69th International Atlantic Economic Conference

March 24 - 27, 2010 | Prague, Czech Republic

Straddling Stocks Management and the Enlargement of Economic Exclusive Zones

Saturday, 27 March 2010: 11:35
Manuel Pacheco Coelho, PhD , Economics, Technical University of Lisbon/ISEG, Lisbon, Portugal
José Bonito Filipe, Ph.D. , Métodos Quantitativos, ISCTE, Lisbon, Portugal
Manuel Alberto Ferreira, Ph.D. , Métodos Quantitativos, ISCTE, Lisbon, Portugal
Property rights are in the center of fisheries management difficulties. The problem becomes more complex when fisheries are transboundary by nature.
Extended Fisheries Jurisdiction gave the coastal states property rights and the potential of a sustainable management of fisheries resources.

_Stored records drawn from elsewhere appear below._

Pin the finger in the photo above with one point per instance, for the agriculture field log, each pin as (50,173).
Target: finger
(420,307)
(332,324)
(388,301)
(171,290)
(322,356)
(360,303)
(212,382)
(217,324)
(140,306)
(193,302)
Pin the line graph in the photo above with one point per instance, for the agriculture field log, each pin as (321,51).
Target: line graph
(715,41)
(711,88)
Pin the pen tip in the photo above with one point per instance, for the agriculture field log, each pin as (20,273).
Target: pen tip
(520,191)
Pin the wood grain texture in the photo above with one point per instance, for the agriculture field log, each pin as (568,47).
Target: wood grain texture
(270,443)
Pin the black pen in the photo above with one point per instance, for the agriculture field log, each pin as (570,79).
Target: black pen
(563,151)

However, the Law of the Sea doesn’t exclude the “freedom of the seas”- the High Sea remains with a statute where the principle of free access is in force.
The problems of “unfinished business” of UNCLOS (1982), that is, the imprecise definition of use rights in the areas of High Seas adjacent to the EEZs and the consequent difficulties in the management of the straddling stocks, made the origins of several “fish wars”, in the 90s.
The U. N. Agreement (1995) on Transboundary Stocks and Highly Migratory Species pretended to be a formula of cooperation among interested states. Curiously, in the European Union, USA and Canada it was well received, but in Portugal it was seen with reserves.
Despite some interesting results, this Agreement continues to be the motive of discussion, especially in the context of NAFO. Facing the poor results in restoring the cod stocks, the leaders of Newfoundland fisheries organizations have been proposing the enlargement of jurisdiction over the High Seas areas adjacent of the Canadian EEZ.
The discussion around the enlargement of EEZs and a certain rehabilitation of the juridical and economical statute of the Continental Platform come to bring a new impulse to the debate. The United Nations recognise that the limit of the 200 miles doesn't make any biological sense. The statute of EEZ is much more of functional type. But the Continental Platform has a geomorphologic unquestionable existence. The coastal countries consider it an extension of their territory. For some policy makers a new extension of EEZ would be a logical step in the process that took the establishment of EEZs, recognising that it was not enough to assure the necessary conservation of the stocks. To extend EEZ for the waters above the continental platform would be in agreement with the rules that govern the bed of the Platform. These rights belong to the coastal State of whose terrestrial mass the Platform is the natural extension.
In recent times, the Portuguese Governments assured that a fundamental objective of the marine policy should be the exploitation of the Platform. Perhaps, that is not a prudent declaration. These appeals, in the media, could be interpreted, by other States, as a position of agreement with EEZ extension. In the context of Portuguese fisheries, extension of EEZs would have undesirable effects. Portugal would loose fishing opportunities for long distance fleet, without granting additional benefits or resources, given the closeness of our Platform.
The aim of the paper is to discuss (by using Game Theory) the possible efficiency gains arising from the 95-Agreement and to investigate this fracture in decision makers opinions, making the repertory of related issues, critics and doubts. And, of course, to discuss the Portuguese position in this debate.